A first-in-the-country taskforce to study and recommend reparations for African Americans held its inaugural meeting in California on Tuesday, launching a two-year process to address the harms of slavery and systemic racism.
The meeting of the first state reparations committee in the US coincided with a visit by Joe Biden to Oklahoma, during which the president marked the centenary of the Tulsa race massacre and commemorated the hundreds of Black Americans who were killed by a white mob in a flourishing district known as the “Black Wall Street”. It also comes just over a year after the murder of George Floyd by a white police officer in Minnesota.
A federal slavery reparations bill passed out of the House Judiciary Committee in April, but it faces an uphill battle to becoming law.
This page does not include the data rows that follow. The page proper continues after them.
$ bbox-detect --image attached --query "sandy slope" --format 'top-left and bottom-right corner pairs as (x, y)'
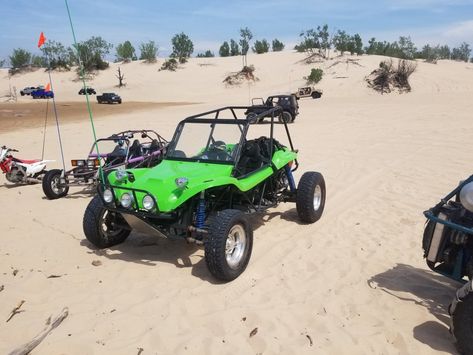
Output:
(0, 52), (473, 354)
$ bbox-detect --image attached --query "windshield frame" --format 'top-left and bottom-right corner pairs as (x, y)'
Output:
(165, 117), (249, 166)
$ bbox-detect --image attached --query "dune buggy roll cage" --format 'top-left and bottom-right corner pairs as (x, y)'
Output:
(165, 106), (299, 171)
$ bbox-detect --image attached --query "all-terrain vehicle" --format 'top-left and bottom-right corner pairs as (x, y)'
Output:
(245, 94), (299, 123)
(422, 175), (473, 354)
(42, 129), (168, 200)
(83, 107), (325, 281)
(294, 86), (323, 99)
(79, 87), (97, 95)
(30, 89), (54, 99)
(97, 92), (122, 104)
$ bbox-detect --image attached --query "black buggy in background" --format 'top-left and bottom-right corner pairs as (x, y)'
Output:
(422, 176), (473, 354)
(43, 129), (168, 200)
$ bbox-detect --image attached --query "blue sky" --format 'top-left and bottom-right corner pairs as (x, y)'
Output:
(0, 0), (473, 59)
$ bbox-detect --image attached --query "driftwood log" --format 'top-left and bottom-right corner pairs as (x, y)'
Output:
(8, 307), (69, 355)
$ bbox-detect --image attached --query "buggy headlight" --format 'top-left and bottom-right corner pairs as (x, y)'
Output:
(115, 169), (128, 182)
(103, 189), (113, 203)
(175, 177), (189, 189)
(120, 192), (133, 208)
(460, 182), (473, 212)
(142, 195), (154, 211)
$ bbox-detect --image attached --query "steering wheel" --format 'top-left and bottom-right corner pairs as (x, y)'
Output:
(207, 141), (232, 160)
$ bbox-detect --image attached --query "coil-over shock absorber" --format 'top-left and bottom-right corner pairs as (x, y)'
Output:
(195, 191), (205, 228)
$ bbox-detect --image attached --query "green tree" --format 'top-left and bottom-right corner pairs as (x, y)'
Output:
(41, 40), (73, 70)
(332, 30), (351, 54)
(230, 39), (241, 57)
(171, 32), (194, 63)
(352, 33), (363, 55)
(9, 48), (31, 69)
(75, 37), (113, 73)
(115, 41), (137, 63)
(304, 68), (324, 85)
(197, 49), (215, 58)
(218, 41), (230, 57)
(272, 38), (284, 52)
(452, 42), (471, 62)
(240, 27), (253, 67)
(252, 39), (269, 54)
(398, 36), (417, 59)
(140, 41), (158, 63)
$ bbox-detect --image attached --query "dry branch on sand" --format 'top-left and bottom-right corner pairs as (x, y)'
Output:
(8, 307), (69, 355)
(223, 65), (259, 86)
(365, 59), (417, 94)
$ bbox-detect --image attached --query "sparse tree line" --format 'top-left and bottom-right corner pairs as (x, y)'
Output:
(294, 24), (473, 62)
(0, 24), (473, 73)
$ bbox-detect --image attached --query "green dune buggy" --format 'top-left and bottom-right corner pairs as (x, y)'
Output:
(422, 175), (473, 354)
(83, 107), (325, 281)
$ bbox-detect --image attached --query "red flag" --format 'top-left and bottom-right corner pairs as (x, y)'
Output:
(38, 32), (46, 48)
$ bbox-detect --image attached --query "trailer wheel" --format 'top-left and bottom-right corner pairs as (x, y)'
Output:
(82, 195), (131, 248)
(42, 169), (69, 200)
(296, 171), (325, 223)
(205, 210), (253, 281)
(450, 281), (473, 354)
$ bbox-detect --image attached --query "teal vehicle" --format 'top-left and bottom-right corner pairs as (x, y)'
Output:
(83, 107), (325, 281)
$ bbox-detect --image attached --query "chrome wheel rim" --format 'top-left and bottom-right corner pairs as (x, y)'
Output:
(51, 176), (64, 195)
(314, 185), (322, 211)
(225, 224), (246, 269)
(100, 210), (122, 237)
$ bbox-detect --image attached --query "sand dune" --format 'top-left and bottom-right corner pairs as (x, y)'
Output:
(0, 52), (473, 354)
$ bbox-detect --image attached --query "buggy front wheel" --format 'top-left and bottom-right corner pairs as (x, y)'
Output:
(42, 169), (69, 200)
(82, 195), (131, 248)
(296, 171), (325, 223)
(279, 111), (293, 123)
(205, 210), (253, 281)
(450, 281), (473, 354)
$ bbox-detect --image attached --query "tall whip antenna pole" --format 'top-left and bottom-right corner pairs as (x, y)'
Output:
(46, 51), (66, 177)
(64, 0), (105, 184)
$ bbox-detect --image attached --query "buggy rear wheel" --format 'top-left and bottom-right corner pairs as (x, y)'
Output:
(278, 111), (293, 123)
(296, 171), (325, 223)
(450, 281), (473, 354)
(82, 195), (131, 248)
(42, 169), (69, 200)
(205, 210), (253, 281)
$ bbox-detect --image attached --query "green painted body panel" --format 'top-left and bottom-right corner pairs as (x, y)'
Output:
(108, 150), (297, 212)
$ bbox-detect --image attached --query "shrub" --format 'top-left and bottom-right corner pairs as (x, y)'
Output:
(304, 68), (324, 85)
(366, 59), (417, 94)
(197, 49), (215, 58)
(161, 58), (178, 71)
(171, 32), (194, 63)
(252, 39), (269, 54)
(230, 39), (241, 57)
(218, 41), (230, 57)
(223, 65), (258, 85)
(140, 41), (158, 63)
(116, 41), (136, 63)
(272, 38), (284, 52)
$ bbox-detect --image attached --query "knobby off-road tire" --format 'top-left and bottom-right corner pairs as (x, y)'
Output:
(205, 210), (253, 281)
(450, 281), (473, 355)
(296, 171), (325, 223)
(42, 169), (69, 200)
(82, 195), (131, 248)
(278, 111), (294, 123)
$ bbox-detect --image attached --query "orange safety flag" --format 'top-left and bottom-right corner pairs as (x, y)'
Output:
(38, 32), (46, 48)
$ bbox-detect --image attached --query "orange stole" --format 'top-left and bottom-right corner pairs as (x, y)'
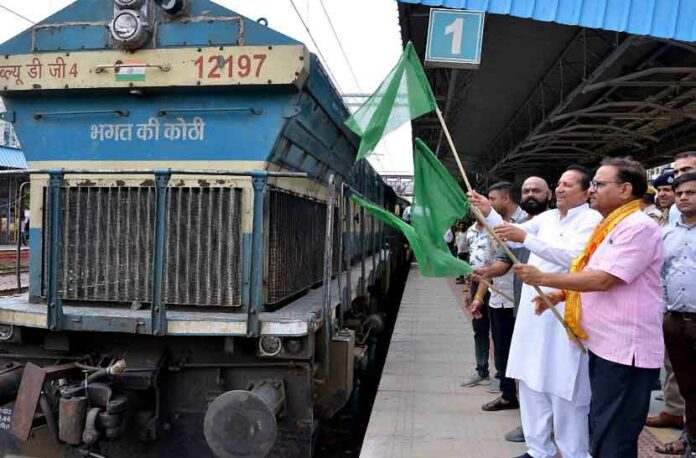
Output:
(565, 200), (640, 339)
The bill was first introduced in Congress in 1989 and refers to the failed government effort to provide 40 acres (16 hectares) of land to newly freed slaves as the civil war wound down.
California’s secretary of state, Shirley Weber, who as a state assemblywoman authored the state legislation creating the taskforce, noted the solemnity of the occasion as well as the opportunity to right a historic wrong that continues today, in the form of large racial disparities in wealth, health and education. African Americans make up just 6% of California’s population yet were 30% of an estimated 250,000 people experiencing homelessness who sought help in 2020.
“Your task is to determine the depth of the harm, and the ways in which we are to repair that harm,” said Weber, whose sharecropper parents were forced to leave the south.
The state’s governor, Gavin Newsom, a Democrat who signed the bill into law last year, issued a formal apology to Native American tribal leaders in 2019. He also announced the creation of a council to examine the state’s role in campaigns to exterminate and exploit indigenous people in the state.
Critics have said that California was not a slaveholding state and should not have to study reparations, or pay for it. But Weber said the state is an economic powerhouse that can point the way for a federal government that has been unable to address the issue. It would not replace any reparations agreed to by the federal government.
In 1988, Ronald Reagan signed legislation providing $20,000 in redress and a formal apology to every surviving Japanese American incarcerated during the second world war.
Members of the taskforce pointed out that Black Americans have heard all their lives that they need to improve themselves, yet the truth is that they’ve been held back by outright racism and discriminatory laws that prevented them from getting conventional bank loans and buying homes.
Slavery may not have flourished in California as it did in southern states, they said, but African Americans were still treated harshly. Their neighborhoods in San Francisco and Los Angeles were razed in the name of development.
The nine taskforce members, appointed by Newsom and leaders of the legislature, include the descendants of slaves who are now prominent lawyers, academics and politicians.
Steven Bradford, a taskforce member and state senator, said he would like to model a reparations program on the GI bill, allowing for free college and assistance with home-buying.
“We have lost more than we have ever taken from this country,” Bradford said. “We have given more than has ever been given to us.”